The Chinese water torture of bad news just keeps dripping on Hillary Clinton. In a report published to lawmakers on May 25th, the State Department inspector general determined that Mrs. Clinton did not comply with the agency’s policies on records.
The report specially pointed to Clinton for her ‘exclusive use of private email.’ Here’s the report from the Conservative Tribune:
“Secretary Clinton should have preserved any Federal records she created and received on her personal account by printing and filing those records with the related files in the Office of the Secretary. At a minimum, Secretary Clinton should have surrendered all emails dealing with Department business before leaving government service and, because she did not do so, she did not comply with the Department’s policies that were implemented in accordance with the Federal Records Act.”
In other words, Hillary Clinton was guilty of violating not only clear departmental policy, but also federal law that had been in place since 1950.
The report went further than just to conclude that Clinton misused private emails.
In fact, the report makes the clear finding that Clinton and her aides went out of their way to hinder the investigators from discovering the truth.
Politico received a copy of the report which stated: “Clinton and her top aides chose not to cooperate…”
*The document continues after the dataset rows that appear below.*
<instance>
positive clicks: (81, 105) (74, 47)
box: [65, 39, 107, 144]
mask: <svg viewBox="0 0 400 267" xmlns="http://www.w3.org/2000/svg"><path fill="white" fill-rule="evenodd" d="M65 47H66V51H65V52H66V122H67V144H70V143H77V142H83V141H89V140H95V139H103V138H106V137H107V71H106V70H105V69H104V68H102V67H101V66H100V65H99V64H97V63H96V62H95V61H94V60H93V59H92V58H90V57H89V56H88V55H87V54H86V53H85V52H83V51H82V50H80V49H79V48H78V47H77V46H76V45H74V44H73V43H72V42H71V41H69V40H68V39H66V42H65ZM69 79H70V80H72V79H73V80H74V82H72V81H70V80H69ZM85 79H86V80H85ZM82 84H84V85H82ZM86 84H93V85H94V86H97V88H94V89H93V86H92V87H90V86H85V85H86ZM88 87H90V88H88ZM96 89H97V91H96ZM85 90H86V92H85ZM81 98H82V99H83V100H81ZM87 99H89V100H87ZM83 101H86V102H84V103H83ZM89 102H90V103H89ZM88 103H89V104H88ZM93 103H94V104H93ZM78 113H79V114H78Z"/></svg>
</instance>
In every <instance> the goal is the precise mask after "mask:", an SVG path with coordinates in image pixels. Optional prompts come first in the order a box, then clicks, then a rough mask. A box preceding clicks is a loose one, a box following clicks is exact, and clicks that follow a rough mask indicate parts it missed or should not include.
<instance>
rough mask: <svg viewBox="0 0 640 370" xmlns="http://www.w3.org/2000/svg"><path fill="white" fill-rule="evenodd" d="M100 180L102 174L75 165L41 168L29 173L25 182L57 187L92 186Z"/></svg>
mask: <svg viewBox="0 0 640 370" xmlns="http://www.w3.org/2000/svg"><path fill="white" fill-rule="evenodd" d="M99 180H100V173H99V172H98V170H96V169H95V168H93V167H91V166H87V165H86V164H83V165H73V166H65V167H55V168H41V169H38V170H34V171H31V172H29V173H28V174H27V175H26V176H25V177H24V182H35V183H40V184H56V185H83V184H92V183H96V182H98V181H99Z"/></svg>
This report was based on interviews with such high profile names such as Secretary of State John Kerry, and former Secretaries Madeleine Albright, Colin Powell and Condoleezza Rice. Despite their willing involvement, Clinton refused to be interviewed by the State Department inspector general.
The bombshell report also called out her top aides Huma Abedin, Jake Sullivan and Cheryl Mills for not cooperating as well, according to Politico.
Clinton remains under FBI investigation for her part in the ongoing email scandal and her private server.
This latest report makes us wonder how Hillary can avoid a federal indictment before the November general election.
Which will she get first: The Democratic nomination or the indictment from the Department of Justice?